What’s the Future for MIS Technology?
Despite the incredible growth in MIS advancements over the last two decades, these techniques are still in their adolescence, and there is much room for growth. As component performance increases and cost decreases, we can expect to see convergence of many technologies, particularly from the electronic and digital industries that will enable device manufacturers to deliver smaller, more accurate and less-expensive devices that are easier to operate for a growing range of procedures. Much in the same way that transcatheter aortic valve replacement has truly been a disruptive innovation, miniaturized robotics, nano-actuators, electronics and high-definition optics can provide even greater remote functionality at the end of a laparoscopic cannula or vascular catheter.
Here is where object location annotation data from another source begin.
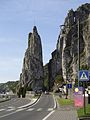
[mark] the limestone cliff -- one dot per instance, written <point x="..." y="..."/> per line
<point x="32" y="71"/>
<point x="64" y="59"/>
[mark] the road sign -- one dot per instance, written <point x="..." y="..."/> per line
<point x="78" y="97"/>
<point x="83" y="75"/>
<point x="69" y="86"/>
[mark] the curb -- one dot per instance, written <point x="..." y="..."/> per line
<point x="5" y="100"/>
<point x="30" y="104"/>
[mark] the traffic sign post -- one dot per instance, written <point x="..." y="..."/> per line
<point x="84" y="76"/>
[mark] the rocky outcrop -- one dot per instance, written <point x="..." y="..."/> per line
<point x="32" y="71"/>
<point x="64" y="59"/>
<point x="76" y="27"/>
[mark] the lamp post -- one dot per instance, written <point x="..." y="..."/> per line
<point x="78" y="50"/>
<point x="65" y="63"/>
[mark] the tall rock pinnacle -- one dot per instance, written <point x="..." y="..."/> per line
<point x="32" y="71"/>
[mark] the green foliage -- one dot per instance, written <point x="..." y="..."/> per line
<point x="81" y="111"/>
<point x="84" y="67"/>
<point x="63" y="101"/>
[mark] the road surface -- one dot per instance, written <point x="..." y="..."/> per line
<point x="39" y="111"/>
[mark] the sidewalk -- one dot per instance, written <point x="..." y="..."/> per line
<point x="64" y="113"/>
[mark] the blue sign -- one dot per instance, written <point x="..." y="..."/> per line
<point x="84" y="75"/>
<point x="69" y="86"/>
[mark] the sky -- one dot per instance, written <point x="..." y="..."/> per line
<point x="17" y="18"/>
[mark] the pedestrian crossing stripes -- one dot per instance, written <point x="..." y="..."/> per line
<point x="28" y="110"/>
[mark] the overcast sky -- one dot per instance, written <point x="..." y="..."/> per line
<point x="17" y="18"/>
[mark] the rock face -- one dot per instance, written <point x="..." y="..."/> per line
<point x="65" y="58"/>
<point x="76" y="27"/>
<point x="32" y="71"/>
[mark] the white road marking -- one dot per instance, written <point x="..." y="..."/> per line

There has been speculation that tiny, preprogrammed robots may one day be injectable into the bloodstream or pulmonary airway where they autonomously do the job of surgeons with perhaps no trauma to the patient. Biologically engineered viruses (similar to recent mRNA COVID vaccines) may also be capable of functioning at the cellular level to obliterate cancer and other abnormalities throughout the human body. Although these scenarios may sound like they have been pilfered from the pages of scientific journals, one fact is clear — medical technology in the minimally invasive space is accelerating faster than ever in an effort to do more with less, which can only benefit across the entire healthcare continuum in the long run.